Zu Chongzhi Mathematics Research Seminar

Date and Time (China standard time): Tuesday, June 11, 10:00-11:00 am

Location: WDR 1007

Zoom: 953 9322 3574, Passcode: dkumath

Title: Global Bifurcation of Surface Capillary Waves on a 2D Droplet

Speaker: Yilun Wu

Abstract: The existence of steady traveling waves bifurcating from a flat surface is a classical problem in water wave theory. The well-known Stokes waves form a global continuum of periodic steady gravity waves which approach a limiting singular solution with a 120$^\circ$ angle at the top. Recently, Dyachenko et al. obtained numerically a branch of rotating traveling wave solutions bifurcating from a circular droplet in 2D. In this talk, we show a rigorous global bifurcation result constructing a set of such solutions. The obtained solutions are steady surface capillary waves in 2D, and have $m$-fold rotational symmetry. This is joint work with Gary Moon.

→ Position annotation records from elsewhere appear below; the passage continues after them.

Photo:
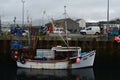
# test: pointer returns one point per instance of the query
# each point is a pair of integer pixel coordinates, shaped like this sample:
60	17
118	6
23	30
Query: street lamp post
23	1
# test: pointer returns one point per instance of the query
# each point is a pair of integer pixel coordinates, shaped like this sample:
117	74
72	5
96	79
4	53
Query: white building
82	23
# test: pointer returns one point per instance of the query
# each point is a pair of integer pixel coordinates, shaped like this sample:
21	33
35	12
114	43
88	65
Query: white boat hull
85	61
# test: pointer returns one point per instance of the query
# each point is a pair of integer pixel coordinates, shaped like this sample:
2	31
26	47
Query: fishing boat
58	57
55	58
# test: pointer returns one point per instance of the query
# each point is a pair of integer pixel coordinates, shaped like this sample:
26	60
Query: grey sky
90	10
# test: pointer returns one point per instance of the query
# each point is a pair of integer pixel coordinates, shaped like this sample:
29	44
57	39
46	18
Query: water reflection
35	74
8	72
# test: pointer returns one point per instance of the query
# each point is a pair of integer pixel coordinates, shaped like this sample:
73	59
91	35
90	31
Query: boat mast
0	24
65	13
107	14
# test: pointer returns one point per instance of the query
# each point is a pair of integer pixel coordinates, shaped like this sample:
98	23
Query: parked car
91	30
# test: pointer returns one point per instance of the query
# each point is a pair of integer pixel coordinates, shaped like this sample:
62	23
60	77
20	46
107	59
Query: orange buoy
78	60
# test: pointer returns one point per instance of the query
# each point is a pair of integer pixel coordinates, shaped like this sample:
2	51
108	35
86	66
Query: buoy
78	60
16	57
16	52
117	38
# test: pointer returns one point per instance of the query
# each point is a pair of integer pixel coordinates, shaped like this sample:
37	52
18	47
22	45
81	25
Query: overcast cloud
90	10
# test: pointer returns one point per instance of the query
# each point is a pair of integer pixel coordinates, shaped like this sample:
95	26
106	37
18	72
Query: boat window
59	55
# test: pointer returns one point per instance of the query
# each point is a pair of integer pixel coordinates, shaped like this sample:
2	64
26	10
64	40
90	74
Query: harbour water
10	72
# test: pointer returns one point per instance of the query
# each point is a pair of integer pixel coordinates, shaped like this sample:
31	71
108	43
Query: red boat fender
78	60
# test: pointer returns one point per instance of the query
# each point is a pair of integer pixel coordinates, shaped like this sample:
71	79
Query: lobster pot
45	53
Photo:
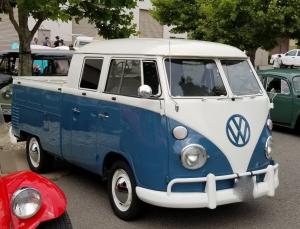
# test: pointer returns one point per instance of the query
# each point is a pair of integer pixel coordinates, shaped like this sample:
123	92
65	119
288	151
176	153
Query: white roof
161	47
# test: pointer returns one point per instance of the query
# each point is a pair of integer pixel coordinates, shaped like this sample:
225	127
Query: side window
124	77
91	73
291	53
277	85
151	77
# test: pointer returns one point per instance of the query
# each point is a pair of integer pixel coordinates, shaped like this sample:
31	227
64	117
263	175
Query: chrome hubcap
121	190
34	152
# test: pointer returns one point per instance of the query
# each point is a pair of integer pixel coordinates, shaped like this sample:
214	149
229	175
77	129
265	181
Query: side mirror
145	91
272	95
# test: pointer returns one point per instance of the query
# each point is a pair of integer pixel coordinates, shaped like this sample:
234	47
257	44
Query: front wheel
63	222
121	188
38	160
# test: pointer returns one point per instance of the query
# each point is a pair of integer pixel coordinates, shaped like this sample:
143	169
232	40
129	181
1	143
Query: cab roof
281	72
161	47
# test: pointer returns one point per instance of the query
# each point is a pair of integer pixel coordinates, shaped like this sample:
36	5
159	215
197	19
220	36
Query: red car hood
4	206
53	200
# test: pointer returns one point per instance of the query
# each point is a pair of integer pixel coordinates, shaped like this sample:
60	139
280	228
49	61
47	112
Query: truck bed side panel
38	112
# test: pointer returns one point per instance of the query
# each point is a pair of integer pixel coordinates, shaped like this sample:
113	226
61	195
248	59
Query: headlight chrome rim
30	192
200	161
269	147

Bio: Dr. Wu obtained his Ph.D. from University of Michigan, and did his postdoctoral research at Indiana University and Brown University. He is currently associate professor at University of Oklahoma. Dr. Wu’s research field is analysis of PDE, focusing on existence and stability of steady solutions and solitary waves. The equations he studies involve fluids, kinetic theory, water waves and general relativity. He uses tools from nonlinear elliptic and hyperbolic equations, calculus of variations, spectral theory and bifurcation theory, integrable systems and inverse scattering, and harmonic analysis.